PREFACE
How to Do the Laundry

Laundering is easily explained. Indeed, the basic steps of laundering have not changed for at least a century and a half.

Every week or so, when enough of your clothes and linens are soiled to make doing a wash worthwhile, you gather them all together in one place and separate them into loads, or heaps on the floor, of items that can safely receive similar laundering. Paying attention to fiber content and care labels, you sort them according to their color and dye-fastness, the type of cloth they are made of and the way they are made—their sturdiness or fragility—how dirty they are and what the dirt is, and other characteristics, watching out for stains and especially hard-to-remove soil as you go. These difficult spots you treat immediately, either with liquid detergent, a paste of detergent powder and water, or a product specially manufactured for the purpose. Once the loads are separated and stains treated, you wash the clothes in sudsy water that is cool, warm, or hot, depending on the kind of cloth. Sometimes, one or more garments need hand-washing, whether because they are so delicate or because they are not colorfast or are prone to shrinking or for some other reason. Most, however, you wash in your washing machine, one load after another. Then you dry each load, either in your dryer or on a clothesline, drying rack, or hanger. After the laundry is dry, some people will iron wrinkled things smooth. Garments and linens that will not be ironed—all of them, in many households—are hung or folded. All are then replaced in closets and drawers or on shelves, ready to be used again. At regular intervals, you repeat this series of steps—storing, using, gathering, sorting, washing, drying, ironing and folding, restoring. It’s simple.

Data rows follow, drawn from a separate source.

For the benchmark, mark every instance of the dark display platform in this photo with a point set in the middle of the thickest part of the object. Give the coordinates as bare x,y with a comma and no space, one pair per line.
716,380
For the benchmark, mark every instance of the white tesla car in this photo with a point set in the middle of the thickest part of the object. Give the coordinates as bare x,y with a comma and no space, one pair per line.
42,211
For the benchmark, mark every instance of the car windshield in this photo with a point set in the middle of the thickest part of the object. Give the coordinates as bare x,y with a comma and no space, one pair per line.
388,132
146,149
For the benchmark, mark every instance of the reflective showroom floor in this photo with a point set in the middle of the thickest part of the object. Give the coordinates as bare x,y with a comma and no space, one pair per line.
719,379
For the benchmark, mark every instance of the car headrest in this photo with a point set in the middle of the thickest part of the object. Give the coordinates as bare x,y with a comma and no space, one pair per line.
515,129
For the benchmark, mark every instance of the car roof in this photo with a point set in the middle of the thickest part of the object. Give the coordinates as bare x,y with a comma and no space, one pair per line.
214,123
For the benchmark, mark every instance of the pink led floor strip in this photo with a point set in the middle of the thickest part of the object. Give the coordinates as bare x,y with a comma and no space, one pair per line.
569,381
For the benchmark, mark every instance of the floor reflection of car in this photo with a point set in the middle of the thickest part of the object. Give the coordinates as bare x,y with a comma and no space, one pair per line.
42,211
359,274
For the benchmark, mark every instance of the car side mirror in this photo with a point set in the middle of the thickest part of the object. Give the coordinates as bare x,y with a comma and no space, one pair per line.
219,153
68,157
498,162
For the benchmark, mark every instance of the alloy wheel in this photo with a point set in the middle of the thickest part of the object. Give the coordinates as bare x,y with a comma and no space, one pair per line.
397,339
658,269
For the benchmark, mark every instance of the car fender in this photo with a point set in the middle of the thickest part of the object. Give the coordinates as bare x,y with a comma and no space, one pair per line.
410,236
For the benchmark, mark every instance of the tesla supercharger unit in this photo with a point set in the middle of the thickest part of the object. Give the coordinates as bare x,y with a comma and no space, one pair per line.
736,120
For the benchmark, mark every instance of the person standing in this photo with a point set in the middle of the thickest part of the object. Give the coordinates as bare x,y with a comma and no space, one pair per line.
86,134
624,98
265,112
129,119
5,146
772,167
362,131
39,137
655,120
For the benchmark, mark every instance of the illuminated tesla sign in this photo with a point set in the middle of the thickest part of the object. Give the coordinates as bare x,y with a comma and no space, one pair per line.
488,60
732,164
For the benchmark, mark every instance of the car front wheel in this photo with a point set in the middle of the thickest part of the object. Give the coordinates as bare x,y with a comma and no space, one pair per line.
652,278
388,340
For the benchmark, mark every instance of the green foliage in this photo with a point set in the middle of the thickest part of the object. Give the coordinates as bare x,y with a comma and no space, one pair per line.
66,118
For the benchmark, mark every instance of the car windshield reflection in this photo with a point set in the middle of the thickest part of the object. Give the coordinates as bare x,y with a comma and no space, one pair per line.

Why, then, is this book more than four hundred pages long? Because each of these steps is a place where you can trip. The potential causes and kinds of missteps are remarkably numerous, and there are countless opportunities to fine-tune your methods. The more you know and the greater your experience, the fewer money-, time-, and labor-consuming errors you will make. A book like this cannot confidently claim to have included every fact or technique that someone might look for, but its pages are crammed with facts, some for beginners and others for experts, that will be useful in someone’s laundry. No one needs to know all of them. Many are about fabrics or linens or clothes or laundry facilities completely unlike yours. Some are geared toward standards that are irrelevant to your circumstances or possessions. For just as good cooking includes everything from hamburgers on your grill to Julia Child’s Crêpes Gourées et Flambées, so laundering can be done either in a perfectly satisfying rough-and-ready way or with elegant finesse—or something in between. What is best for your household depends on your own time, resources, needs, tastes, tolerances, goals, and belongings.